By this time, we were all cold and wet and pretty much everything we had was wet too. There was a major "conference" to discuss whether or not to pack everyone up and get them back to Orem or to continue on. President Wolfert decided it was best to just build a major bonfire to try and warm everyone up and dry them out, as well as have our testimony meeting. For those close to the fire, it was successful venture. For those of us not close, we continued to be wet and cold, shivering more and more. I was grateful when the meeting ended and we could shift ourselves in, even rudely saying, "Hey! You've been here for an hour and we are freezing.
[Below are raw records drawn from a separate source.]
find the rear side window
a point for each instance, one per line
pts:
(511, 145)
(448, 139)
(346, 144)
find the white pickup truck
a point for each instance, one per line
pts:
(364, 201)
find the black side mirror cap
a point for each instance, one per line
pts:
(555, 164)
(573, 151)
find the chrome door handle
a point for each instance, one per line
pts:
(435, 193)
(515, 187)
MOVE!" The fire was so hot that we were dry within minutes. Again not feeling the desire to hang out and play games, we went to bed.
Day 3. Still raining. Mud everywhere. Just want to get home. So cold. So tired. So wet. We knew that it was only a 2 mile pull to the cars. I was so grateful when we made it! There was supposed to be a rescue breakfast in the parking log awaiting our arrival. Fortunately, the night before we were able to make a call down to the group organizing it and have them do it at the stake center. So we loaded all the kids in the cars and headed back. I didn't realize until we got out of the car in Orem just how sore I was. I could hardly move my legs to get out. I could only shuffle to get my food. And then, having only had maybe a cup of water to drink the whole time, a couple bowls of soup and a few apples, I inhaled as much food as I eat after giving birth.
We got home and showered, probably one of the best showers ever. Everything was filthy. Maggie had been warned on the trail to have some remarks ready. She said that she learned the following: Why would anyone do what they did if it wasn't true? Why would you sacrifice all you had, including your family and possibly your own life if the gospel wasn't true? We talked about the similarities between the trek and the iron rod.
Was I glad I got to do it? I'm still not sure. But after hearing about the trek in my home stake where it was in the high 90's with high humidity, maybe it wasn't so bad to be cool and wet!